いとこと分かれば謎はすべて解明で、私たちが他人様の家の玄関先で騒ぐ必要はもうどこにもない。さっさと家に帰って今日の宿題を済ませてお風呂にでもゆっくり浸かってこの徒労を慰めたい。
「じゃあ、失礼します」
頭を下げて踵を返す。伊勢谷さんも慌てて頭を下げて「失礼しますっ!」とこれまた元気良く声を出して私の後ろをついてくる。
「ありがとうね」
鷹司先輩の声に見送られながら私たちはさっき来たばかりの道を戻る。
――
「あれが噂の鷹司先輩かあ」
電車に乗り込んでから呟いてみる。聞いていたよりずいぶんと優しそうな人だったけれど、確かにああいう笑顔が穏やかなタイプの方が裏が読めなくて怖い。
「かっこいいでしょ」
にこにこと伊勢谷さんが効果音を発しながら私の顔を見てくる。あまりかっこいいという感情を人に抱くことがないので難しい。

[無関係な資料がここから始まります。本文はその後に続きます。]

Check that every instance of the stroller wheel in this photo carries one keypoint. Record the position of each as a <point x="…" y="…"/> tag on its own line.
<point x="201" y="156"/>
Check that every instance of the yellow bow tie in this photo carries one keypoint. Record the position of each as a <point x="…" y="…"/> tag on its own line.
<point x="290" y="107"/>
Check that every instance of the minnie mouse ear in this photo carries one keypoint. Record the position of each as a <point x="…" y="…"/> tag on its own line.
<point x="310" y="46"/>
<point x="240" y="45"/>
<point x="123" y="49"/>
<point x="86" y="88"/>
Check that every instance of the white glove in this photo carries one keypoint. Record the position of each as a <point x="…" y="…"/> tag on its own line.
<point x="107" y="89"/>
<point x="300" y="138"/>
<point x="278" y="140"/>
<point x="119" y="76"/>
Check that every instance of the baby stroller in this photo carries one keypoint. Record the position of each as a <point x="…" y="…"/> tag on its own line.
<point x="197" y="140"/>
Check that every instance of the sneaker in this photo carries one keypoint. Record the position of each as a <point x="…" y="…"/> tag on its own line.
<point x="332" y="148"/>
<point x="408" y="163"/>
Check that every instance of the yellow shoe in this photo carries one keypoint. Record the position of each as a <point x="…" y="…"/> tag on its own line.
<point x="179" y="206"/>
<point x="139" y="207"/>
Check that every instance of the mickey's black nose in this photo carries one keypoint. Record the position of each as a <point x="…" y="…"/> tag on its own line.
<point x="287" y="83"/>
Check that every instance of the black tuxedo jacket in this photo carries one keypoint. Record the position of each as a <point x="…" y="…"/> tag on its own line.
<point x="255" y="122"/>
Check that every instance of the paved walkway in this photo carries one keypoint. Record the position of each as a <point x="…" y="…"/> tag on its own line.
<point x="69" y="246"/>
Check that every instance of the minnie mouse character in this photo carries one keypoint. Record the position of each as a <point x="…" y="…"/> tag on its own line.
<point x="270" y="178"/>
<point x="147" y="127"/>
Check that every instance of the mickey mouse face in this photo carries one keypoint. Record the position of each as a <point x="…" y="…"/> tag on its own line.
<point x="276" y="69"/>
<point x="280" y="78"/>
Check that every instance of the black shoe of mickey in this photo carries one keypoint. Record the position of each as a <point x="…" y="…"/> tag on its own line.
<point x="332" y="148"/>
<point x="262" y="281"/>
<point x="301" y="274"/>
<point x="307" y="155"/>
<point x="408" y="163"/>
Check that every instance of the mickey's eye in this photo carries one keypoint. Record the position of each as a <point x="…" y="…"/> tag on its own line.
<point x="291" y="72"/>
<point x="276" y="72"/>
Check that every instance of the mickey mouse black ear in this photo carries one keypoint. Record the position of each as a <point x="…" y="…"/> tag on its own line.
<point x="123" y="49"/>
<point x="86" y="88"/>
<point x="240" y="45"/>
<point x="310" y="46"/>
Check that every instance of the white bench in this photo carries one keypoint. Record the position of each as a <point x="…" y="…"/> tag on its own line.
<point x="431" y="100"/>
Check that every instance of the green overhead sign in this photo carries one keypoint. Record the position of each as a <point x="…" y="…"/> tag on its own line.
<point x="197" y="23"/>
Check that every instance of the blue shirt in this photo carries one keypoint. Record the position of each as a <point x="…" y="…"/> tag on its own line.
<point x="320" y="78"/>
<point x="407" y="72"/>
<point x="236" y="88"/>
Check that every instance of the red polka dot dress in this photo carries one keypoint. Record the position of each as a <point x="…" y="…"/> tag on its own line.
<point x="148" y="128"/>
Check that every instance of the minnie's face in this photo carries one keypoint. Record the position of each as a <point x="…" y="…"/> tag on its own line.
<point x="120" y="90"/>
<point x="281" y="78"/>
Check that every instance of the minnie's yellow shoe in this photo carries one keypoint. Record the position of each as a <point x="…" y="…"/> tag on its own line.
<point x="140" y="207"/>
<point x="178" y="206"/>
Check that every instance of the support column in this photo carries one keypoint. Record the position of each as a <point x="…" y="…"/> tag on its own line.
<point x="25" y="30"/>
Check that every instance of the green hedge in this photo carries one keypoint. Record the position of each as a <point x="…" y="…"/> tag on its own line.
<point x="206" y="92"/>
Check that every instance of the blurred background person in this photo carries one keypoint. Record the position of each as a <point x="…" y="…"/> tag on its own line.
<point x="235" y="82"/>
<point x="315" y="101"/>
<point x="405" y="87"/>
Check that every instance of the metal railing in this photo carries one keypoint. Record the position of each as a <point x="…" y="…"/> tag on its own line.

かっこいいだとか、綺麗だとか外面的な部分はそれぞれの価値観によって大きく違う。
「そうだね」
適当に返事をすると伊勢谷さんはさらにきらきらという効果音を発しながら言葉を紡ぐ。
「私、鷹司先輩のこと好きなんだあ!」
「そうみたいだね」
そんな丸わかりなことを改めて言われて、笑ってしまう。さっき顔を見ただけで真っ赤になっていたのだから、好意は良く分かる。そしてその好きはまだ色が分からない、そんな”好き”だ。
「憧れてるの?」
「うーん、そうなのかな。よくわかんないんだよね」
なーんて眩しいんだ。こんなに素直に好意を口に出来て。私なんて嘘ばっかりついてもう自分の気持ちに何重にも色を塗っているのに。
「じゃあ付き合いたい?」
少しだけ意地悪な質問をしても、伊勢谷さんの前では特に意味をなさない。
「わかんないかなー。難しい」
そう言いながらも楽しそうに笑う伊勢谷さん。私は喉に引っかかりを覚える。私はね、ずっと好きな人がいてその人と付き合いたいけれどそんな気持ちすら口に出せない臆病者だよって。私の中の私じゃない誰かが改めて突き付けてくる。
「まあでも好きって気持ちは良い事じゃん」
自分には絶対にそんなセリフを吐けないのに、他人には言えてしまう。
「ありがとう」
きゅっと小さく笑った伊勢谷さんは晴れた顔をして続ける。
「夏葉にはなんかこういう話、しにくいんだけど。小林さんには何か言いやすい! なんでだろ」
「そりゃ夏葉が恋愛とは無縁の能天気お絵かき人間だからだよ」
口にするつもりのなかった悪口が楽し気に口から出てきてしまって、こういう日もあるよねと笑ってごまかした。